2. Study Regional Rail Integration and Publish the Results.

  • You can’t talk about expanding the transit system in New York City without considering how we could use what we have more efficiently. The LIRR, Metro North and even NJ Transit could serve many more customers and dramatically transform the city’s public transit system if we started through-running trains at Penn Station, increased the frequency of service, and reduced fares inside the city limits. Hundreds of thousands of commuters in Queens and the Bronx, in particular, would get rapid transit service for the first time, and commuters all over the region would gain direct access to job centers outside of the CBD without adding to the congestion in Midtown Manhattan. Flushing, Jamaica, Long Island City, and Downtown Brooklyn—among other growing economic centers—would gain new rapid transit lines for the first time in generations, and these new lines would not only help alleviate long commutes but spur development in areas that could benefit from it.
  • If it chooses to, the MTA can model several versions of this proposal and publish the costs and the benefits.

3. Link Transportation Planning with Broader Economic Development Goals.

  • The MTA and its subsidiaries need to look beyond agency priorities to become a planning and development partner with state and city economic development agencies.
  • The MTA should partner with the Department of City Planning, the Department of Transportation and the city and state Economic Development Corporations on transit oriented-development. SBS lines, for instance, should be paired with upzonings and other development initiatives to encourage development along new lines. The proposed Woodhaven Blvd line would be a good place to start this process.
  • The MTA should also consider development opportunities on the properties it owns, starting with the Sunnyside Yards in Western Queens. As a part of the East Side Access project, the LIRR has proposed a new multi-billion dollar mid-day storage facility for Grand Central bound trains on so-called Yard A. Yard A is approximately 49 acres, and it’s located on the western side of the yards, contiguous with Queens Plaza.
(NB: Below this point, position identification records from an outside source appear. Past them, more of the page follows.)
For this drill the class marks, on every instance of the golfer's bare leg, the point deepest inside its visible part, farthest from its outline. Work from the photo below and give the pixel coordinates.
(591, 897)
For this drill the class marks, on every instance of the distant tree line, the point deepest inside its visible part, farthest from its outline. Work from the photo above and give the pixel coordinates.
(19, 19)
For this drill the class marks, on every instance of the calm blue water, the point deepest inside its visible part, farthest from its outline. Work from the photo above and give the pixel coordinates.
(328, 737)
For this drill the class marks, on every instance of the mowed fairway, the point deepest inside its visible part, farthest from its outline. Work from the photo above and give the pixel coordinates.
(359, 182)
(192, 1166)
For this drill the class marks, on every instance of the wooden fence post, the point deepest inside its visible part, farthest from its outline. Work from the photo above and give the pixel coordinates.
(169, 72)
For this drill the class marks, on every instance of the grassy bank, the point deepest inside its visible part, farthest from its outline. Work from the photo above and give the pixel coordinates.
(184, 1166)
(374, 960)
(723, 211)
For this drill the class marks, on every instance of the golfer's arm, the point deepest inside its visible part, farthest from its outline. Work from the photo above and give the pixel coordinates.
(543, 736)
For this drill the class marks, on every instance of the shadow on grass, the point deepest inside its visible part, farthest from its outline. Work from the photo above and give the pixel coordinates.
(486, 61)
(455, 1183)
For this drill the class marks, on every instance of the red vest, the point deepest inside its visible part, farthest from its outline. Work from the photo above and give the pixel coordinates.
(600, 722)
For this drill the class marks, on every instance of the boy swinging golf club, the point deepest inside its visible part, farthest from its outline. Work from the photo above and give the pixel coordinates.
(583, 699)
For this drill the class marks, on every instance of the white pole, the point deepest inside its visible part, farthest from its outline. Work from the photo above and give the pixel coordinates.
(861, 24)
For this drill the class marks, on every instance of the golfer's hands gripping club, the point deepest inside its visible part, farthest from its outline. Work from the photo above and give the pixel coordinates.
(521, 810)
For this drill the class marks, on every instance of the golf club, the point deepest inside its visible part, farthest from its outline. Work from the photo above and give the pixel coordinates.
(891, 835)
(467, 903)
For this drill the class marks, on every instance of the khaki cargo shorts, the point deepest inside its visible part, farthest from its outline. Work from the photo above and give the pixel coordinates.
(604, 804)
The MTA should revisit this proposal and consider whether developing the site without decking wouldn’t outweigh the costs of moving the storage facility further away from the CBD. Spending over a billion dollars on a train storage facility next to one of the fastest developing areas of the city would be a huge waste of resources and a wasted opportunity to raise revenue for transit.
  • Next, as a part of Penn Station Access, the MTA should invest in regional rail stations at the Ditmars N/Q stop in Astoria and on the Sunnyside Yards. As a part of a broader effort to better integrate regional rail service in the city’s rapid transit network, both stations would open up western Queens to commuters all over the region, while making it possible for residents of Queens to travel north to the Bronx, Westchester and Fairfield Counties without traveling through Penn Station. But even without full integration, having an intermodal station in LIC would be hugely beneficial both from a transportation planning and economic development perspective.    

This testimony was presented on July 16, 2014.